Once you've driven a hard bargain, it's important to do what you said you would.
Once you’ve got your business ready to sell and engaged with purchasers, you will need to negotiate a good deal, but then deliver on what you’ve promised.
There is a real danger of agreeing to lots of binding terms without really thinking about them because you’re being offered a great value for your business. These terms will be in your contract, usually as warrantees or indemnities, which if broken can be used against you! Break your promise and the buyer may have the right to amend their offer or seek recompense as you’ve not upheld your end of the bargain.
There are two parts we suggest you consider:
1. The terms you can negotiate
2. What you’re agreeing to as part of the deal
Firstly, it’s important to negotiate as good as deal for you as possible. Whilst most people selling their business will go for the maximum financial package, that might not be the best thing for you. If having some free time (ie not working 5 days) is more important to you than all our maximum pay-out, you’ll need to negotiate this into the deal, which may mean accepting a slightly lower offer price.
The same goes for any requirements you have about your staff being kept on, the length of the handover period, what you are expected to do as part of the handover, etc.
From a financial perspective, the shape of the deal will be largely governed by the acquiring party – most will have “their way” of doing an acquisition, which you’ll have to fit into to a large extent.
Take some time to think through what you’re agreeing to. If you’ve been working 3 days per week for the last few years, agreeing to go full time for 3 years to get the best financial deal sound OK to start with, however once you’ve agreed your terms, you need to stick to them, even if you don’t like them once things are underway. It is possible to ask for a change in terms, however this could be seen as a material change to the contract and give the buyer room to change the price.
Changing terms midway through the deal is the last thing you want to do as you are in a VERY weak negotiating position! You’ve already told your clients about the sale and introduced some of them to the new adviser – pulling out would be difficult and embarrassing at this stage, so it’s hard to have any real teeth in a new negotiation.
In short, think very hard about what you want, what you don’t want, what you can deal with and what you can’t BEFORE you sign the deal.
Once you’ve agreed the terms of the deal, it’s your responsibility to adhere to them, to the letter! Any deviation in terms gives the buyer the opportunity to challenge the sale price or seek recompense.
One of the hardest things to get used to is having a boss. As a business owner, you’re an entrepreneur – used to making your own decisions about how the business runs and how you spend your time. Once you’ve sold, you now work for the buyer (assuming there is a handover period) and you must adhere to their rules.
Want to come in late? You’re probably going to have to ask for permission, or at last let they know. Fancy Friday afternoon off – that’s a holiday request, which may have to be submitted in advance. These things shouldn’t put you off doing a deal, but it’s important to remember that you have committed to this way of working during the pay our period.

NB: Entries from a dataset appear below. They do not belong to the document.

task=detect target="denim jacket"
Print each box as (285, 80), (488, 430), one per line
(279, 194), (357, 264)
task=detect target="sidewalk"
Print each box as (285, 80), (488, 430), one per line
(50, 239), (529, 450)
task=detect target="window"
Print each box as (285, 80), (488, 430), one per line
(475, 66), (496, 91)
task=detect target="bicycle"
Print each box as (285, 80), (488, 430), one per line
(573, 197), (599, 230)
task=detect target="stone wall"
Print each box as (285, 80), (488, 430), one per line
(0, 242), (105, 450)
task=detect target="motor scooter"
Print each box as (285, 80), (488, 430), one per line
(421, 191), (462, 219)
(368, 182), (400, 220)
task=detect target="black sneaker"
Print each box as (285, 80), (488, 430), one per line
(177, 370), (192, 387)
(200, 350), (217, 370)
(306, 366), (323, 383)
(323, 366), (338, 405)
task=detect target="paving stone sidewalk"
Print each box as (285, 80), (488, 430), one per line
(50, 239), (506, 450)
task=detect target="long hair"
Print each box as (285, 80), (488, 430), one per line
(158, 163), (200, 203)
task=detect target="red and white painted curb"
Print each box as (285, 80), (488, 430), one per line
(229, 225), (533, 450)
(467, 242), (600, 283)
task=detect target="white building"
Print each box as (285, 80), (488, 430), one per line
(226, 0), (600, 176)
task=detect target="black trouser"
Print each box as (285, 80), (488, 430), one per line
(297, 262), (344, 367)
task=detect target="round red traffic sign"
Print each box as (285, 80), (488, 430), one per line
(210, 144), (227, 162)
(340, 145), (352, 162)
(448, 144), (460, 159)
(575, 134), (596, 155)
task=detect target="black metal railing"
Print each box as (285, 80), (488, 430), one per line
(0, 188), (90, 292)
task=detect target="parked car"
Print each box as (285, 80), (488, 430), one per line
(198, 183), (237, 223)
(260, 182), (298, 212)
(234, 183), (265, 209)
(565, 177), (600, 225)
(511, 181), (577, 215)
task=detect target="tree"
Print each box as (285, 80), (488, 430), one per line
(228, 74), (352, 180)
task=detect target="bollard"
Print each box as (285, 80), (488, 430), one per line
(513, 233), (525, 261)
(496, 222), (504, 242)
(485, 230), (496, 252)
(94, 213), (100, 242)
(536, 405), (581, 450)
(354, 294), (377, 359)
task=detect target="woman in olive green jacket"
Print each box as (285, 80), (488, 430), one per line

But what’s the risk? If the contract says you’ll be in the office 4 days a week, you’ve committed to being in the office 4 days per week. If you go in 3 days one week, without permission, you’ve not fulfilled the terms of your contract and therefore the buyer may have the right to penalise you for this in some way. It may be that the buyer isn’t so bothered about attendance at the office, however most buyers are interesting in getting the most return they can for their investment, so if there is a chance to issue a penalty against you (and therefore increase their return) they’ll evoke it.
Sounds simple, but it’s incredible how many IFAs fall foul of the contracted conditions they’ve agreed to thinking “it’ll be fine” “they won’t care about that” whereas most are held to the contract like a magnet by the acquirer.
The person buying your business is trying to get the best deal possible. As nice as they may be, and whatever they say will be “fine”, what’s written down is usually enforced so take plenty of time to ensure you know what you’re signing up to and then stick to it, otherwise you may find the final value you get for your business is less than you anticipated!